Kerry rolls her eyes, then grins at me as she makes her way into the kitchen.

‘I love it when you say things like that to me.’

‘Focus, Jen! Where is Nessa now? Shouldn’t she be picking her up and taking her to school?’

‘I said I’d take Erica and look . . .’ We both peer around the doorframe and then go back to our original positions. ‘Look at how well Oscar is getting on with her now. It’s good for him.’

‘Are you forgetting the mark she left on his arm?’

‘No, but . . .’ I think of the gin bottle but push the image to one side, screwing the top back on and popping it away in a kitchen cupboard. ‘She was just so . . . alone. What else could I do?’

He kisses the top of my head. ‘You should have woken me up. You promised, Jen,’ he says quietly into my hair.

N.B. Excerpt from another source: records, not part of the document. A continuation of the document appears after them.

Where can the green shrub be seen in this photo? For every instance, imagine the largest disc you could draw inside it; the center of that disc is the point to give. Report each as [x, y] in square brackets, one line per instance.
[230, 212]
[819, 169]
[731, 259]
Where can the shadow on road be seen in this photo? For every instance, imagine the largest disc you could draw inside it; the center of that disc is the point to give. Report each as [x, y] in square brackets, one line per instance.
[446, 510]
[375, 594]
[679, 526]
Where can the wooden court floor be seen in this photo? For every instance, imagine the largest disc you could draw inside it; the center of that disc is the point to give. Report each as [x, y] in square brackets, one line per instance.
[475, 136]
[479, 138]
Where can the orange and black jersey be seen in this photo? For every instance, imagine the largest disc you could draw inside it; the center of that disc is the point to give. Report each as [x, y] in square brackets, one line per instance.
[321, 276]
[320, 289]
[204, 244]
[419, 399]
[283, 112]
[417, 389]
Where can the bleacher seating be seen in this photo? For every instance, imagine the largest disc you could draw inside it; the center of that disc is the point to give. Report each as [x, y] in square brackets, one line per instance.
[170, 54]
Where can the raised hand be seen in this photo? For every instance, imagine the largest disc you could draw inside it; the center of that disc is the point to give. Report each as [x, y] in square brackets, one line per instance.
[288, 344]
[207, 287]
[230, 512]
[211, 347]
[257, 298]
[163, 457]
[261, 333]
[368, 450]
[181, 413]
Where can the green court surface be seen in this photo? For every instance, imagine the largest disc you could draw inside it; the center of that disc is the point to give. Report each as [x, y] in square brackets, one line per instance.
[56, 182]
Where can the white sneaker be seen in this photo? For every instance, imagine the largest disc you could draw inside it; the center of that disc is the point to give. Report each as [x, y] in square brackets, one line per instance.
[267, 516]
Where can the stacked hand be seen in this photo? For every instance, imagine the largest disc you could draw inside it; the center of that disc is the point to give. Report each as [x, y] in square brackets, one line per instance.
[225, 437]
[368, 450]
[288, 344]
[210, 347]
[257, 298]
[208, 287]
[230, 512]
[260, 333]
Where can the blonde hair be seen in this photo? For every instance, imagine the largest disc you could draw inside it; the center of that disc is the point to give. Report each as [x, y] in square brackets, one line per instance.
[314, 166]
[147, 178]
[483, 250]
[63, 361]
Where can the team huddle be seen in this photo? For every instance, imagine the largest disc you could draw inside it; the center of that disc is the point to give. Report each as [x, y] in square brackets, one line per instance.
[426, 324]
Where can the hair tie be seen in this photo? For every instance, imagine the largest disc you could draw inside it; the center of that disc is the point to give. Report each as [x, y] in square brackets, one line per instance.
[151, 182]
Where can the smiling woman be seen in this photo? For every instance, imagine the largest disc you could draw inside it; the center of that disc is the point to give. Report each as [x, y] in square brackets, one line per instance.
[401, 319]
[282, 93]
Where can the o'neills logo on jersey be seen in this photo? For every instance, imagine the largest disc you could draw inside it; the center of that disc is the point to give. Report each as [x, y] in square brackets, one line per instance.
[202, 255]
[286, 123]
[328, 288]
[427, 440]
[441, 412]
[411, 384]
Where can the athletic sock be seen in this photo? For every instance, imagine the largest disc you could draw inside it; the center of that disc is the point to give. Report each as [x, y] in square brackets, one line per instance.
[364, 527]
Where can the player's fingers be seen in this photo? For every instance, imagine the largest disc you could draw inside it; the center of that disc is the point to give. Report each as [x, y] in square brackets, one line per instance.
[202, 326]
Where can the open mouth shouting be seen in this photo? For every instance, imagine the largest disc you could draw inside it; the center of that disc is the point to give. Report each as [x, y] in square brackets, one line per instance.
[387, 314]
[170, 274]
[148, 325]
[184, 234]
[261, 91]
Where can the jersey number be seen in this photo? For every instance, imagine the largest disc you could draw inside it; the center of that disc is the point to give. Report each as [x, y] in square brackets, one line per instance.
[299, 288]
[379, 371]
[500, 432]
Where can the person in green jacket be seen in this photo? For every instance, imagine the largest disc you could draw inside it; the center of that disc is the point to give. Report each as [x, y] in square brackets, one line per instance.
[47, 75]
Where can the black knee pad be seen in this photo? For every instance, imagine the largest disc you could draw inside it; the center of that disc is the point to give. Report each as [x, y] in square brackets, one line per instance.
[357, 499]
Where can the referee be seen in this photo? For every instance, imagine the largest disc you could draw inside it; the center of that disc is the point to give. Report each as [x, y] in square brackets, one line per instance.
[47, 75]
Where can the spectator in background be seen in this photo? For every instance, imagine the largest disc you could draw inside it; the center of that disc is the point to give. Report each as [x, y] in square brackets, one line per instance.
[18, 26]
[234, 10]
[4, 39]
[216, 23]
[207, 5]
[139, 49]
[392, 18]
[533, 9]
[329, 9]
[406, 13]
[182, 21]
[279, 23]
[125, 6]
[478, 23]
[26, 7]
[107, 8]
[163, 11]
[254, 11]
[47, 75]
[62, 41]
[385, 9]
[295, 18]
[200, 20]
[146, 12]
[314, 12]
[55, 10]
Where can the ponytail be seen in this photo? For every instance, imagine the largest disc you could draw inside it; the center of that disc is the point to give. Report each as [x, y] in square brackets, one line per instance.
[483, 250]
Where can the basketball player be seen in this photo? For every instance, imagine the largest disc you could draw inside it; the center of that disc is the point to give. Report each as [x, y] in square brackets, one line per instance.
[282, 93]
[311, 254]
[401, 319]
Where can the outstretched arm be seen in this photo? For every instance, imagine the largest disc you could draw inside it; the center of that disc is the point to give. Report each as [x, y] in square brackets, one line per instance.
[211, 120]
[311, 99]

‘I know, but I left you a note and I took the spray you gave me when I went to London with Kerry. I couldn’t just leave her on her own, Erica had a nightmare and Ness was sleeping it off.’

‘Then Nessa should have got up and made herself a bloody coffee!’ Ed’s voice rises.

‘Shush! Look, I’m fine, and she’s clean and fed and Oscar is happy and—’

‘Jen?’ He steps back and puts his hands on my shoulders, his face concerned and serious. ‘Don’t you think you’ve got enough on your plate at the moment without . . .’ He sighs. ‘This?’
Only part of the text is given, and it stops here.